I didn’t feel well the following Monday, and I couldn’t eat much. The tricky thing was: it didn’t feel like I got the stents out and lickety-split I returned to my former self. The girl whose biggest concern was that she wished she ate less cheese and wondered why she loved chocolate so much and how come croissants aren’t even that good at Pret-a-Manger but I kept eating them as a snack twice a day. I was still Nora on the mend. This version of me still felt like food didn’t sit well most of the time, and so I didn’t feel well, most of the time. I thought I was a good actress, though in retrospect it was clear to everyone around me when I felt sick. I would attempt to ignore it until it got into vomit territory. I also can’t think of anything more boring than someone constantly going on about how they feel sick, and as you can see: I already do enough of that in general, so if it was bearable, I tried to downplay it. If the all-girls school I went to as a child in London taught me anything, it was not to moan when unnecessary…or moan ever. Upon further reflection they had truly antiquated traditions like curtsying to the deputy headmistress every morning and singing hymns and getting detention marks if you forgot your velvet beret at home, so not the best gauge of how to conduct oneself in the world. I can’t deny that the week before my anniversary started out badly because I was coming off of an imbalance in my system. But more than that, I had all these flashbacks and nightmares and night sweats and terrifying thoughts. My trauma was manifesting.

That week will always be slightly fraught for me and has been since because it was That Time I Nearly Died and lived to tell the tale. Sure, it was lucky I lived, for a whole host of other reasons. Reasons like having an abundance of family, friends, doctors, nurses, hospital janitors, strangers on the internet, strangers on the street and little angels everywhere who had my back and sent me love from day dot.

That first anniversary though, which falls yearly on 7th of August, I really didn’t feel like living every day. I didn’t know if it was worth it. Those are feelings I still sometimes feel, though a lot of therapy in the interim has helped me be in a healthy relationship with that feeling rather than feel shame about it. At that time, too, I could clearly see the beauty of time spent on earth and people in community and finding your soul purpose, whatever it may be. For me, it was always both/and.

We live in a fraught time, in a time full of hate and fear: of xenophobia, racism, and massive chasms in society. It feels like it gets worse every day.

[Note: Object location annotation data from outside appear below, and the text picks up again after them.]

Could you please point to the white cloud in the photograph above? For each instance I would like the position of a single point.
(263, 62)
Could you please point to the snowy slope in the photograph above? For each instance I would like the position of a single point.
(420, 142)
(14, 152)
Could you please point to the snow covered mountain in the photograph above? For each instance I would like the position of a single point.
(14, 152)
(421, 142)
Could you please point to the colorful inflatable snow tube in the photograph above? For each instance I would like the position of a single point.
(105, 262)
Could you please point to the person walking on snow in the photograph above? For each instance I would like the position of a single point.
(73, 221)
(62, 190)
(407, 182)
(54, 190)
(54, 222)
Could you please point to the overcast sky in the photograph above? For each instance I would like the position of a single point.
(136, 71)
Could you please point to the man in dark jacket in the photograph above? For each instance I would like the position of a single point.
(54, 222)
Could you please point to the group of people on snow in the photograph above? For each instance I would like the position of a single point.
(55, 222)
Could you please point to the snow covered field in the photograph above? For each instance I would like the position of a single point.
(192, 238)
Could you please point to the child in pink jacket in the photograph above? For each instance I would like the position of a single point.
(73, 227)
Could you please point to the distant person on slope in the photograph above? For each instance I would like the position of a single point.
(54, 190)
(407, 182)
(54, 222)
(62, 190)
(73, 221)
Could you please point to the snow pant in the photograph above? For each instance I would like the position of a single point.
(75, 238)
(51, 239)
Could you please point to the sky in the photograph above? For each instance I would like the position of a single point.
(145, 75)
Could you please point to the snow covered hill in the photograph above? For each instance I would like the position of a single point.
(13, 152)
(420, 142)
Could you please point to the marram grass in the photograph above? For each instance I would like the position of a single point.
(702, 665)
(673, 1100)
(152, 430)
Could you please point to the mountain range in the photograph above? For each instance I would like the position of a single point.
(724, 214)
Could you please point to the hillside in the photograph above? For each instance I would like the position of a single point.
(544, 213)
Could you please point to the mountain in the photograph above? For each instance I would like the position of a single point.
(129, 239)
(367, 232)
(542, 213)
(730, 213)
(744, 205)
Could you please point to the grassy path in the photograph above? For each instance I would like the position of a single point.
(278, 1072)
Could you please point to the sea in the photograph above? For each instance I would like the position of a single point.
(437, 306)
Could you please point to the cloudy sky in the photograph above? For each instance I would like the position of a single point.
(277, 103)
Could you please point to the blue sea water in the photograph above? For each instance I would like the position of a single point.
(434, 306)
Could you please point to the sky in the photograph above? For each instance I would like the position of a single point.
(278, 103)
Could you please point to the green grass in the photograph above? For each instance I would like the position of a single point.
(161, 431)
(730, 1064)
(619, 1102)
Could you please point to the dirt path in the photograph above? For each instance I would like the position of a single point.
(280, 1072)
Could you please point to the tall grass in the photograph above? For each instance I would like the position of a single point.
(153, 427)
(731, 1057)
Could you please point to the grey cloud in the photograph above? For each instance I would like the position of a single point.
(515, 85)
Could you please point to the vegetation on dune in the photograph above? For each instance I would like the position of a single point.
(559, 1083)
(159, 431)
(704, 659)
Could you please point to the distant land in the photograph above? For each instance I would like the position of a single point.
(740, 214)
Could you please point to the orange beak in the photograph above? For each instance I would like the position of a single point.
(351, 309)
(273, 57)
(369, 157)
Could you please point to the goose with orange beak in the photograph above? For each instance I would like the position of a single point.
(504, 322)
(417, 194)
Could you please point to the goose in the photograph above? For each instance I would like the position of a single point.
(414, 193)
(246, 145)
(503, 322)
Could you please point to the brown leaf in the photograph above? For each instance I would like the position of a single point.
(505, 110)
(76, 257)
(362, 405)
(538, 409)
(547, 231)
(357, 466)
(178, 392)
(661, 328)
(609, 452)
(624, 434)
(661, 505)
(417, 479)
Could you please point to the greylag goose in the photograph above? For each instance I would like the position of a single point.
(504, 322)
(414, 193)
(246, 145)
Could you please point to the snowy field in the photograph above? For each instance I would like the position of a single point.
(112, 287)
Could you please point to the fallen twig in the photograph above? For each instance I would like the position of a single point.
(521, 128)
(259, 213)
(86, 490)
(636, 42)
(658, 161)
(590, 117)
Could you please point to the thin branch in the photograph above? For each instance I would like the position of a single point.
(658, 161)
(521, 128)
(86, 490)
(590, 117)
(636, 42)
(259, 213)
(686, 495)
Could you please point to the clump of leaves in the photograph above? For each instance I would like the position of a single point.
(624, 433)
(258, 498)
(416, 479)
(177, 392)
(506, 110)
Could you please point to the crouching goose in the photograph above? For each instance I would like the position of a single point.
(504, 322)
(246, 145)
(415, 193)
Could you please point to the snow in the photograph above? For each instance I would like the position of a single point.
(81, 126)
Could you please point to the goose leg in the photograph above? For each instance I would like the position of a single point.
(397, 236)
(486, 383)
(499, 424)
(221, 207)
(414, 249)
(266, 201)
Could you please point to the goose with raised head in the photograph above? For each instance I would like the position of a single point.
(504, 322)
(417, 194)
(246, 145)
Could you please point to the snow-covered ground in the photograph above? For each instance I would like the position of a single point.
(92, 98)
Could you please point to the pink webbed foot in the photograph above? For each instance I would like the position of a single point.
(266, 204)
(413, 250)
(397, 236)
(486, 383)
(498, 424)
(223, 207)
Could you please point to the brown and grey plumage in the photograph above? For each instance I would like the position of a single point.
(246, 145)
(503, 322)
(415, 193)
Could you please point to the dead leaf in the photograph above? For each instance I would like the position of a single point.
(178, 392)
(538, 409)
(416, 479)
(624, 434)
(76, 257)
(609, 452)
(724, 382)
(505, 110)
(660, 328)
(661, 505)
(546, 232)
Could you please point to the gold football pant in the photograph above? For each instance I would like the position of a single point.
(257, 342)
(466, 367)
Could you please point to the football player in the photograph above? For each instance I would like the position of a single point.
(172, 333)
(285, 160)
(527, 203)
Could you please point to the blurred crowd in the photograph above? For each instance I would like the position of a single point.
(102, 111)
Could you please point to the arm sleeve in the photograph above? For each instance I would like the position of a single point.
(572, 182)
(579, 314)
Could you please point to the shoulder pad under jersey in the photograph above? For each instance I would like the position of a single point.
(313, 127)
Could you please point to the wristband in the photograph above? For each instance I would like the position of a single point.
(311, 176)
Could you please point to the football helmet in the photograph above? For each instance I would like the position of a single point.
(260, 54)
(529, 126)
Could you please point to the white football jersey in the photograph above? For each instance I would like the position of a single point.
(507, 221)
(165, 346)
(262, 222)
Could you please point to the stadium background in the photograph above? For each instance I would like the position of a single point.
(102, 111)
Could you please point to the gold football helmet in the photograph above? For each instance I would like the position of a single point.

I wrote myself a vow on that first anniversary that still holds true, almost six years on:

May I shed the fear I feel for myself

May I shed the fear I now carry of the outside world

May I carry on if only to have peace of mind, but also to hopefully ease fear and provide comfort for others.

It’s a good reminder of what has changed and what hasn’t. It’s a good reminder to carry on no matter what because things can and do improve. Some things still hurt exactly the same, and some pains have been alleviated. And on the cycle of living continues, whether you’re a liver patient or not.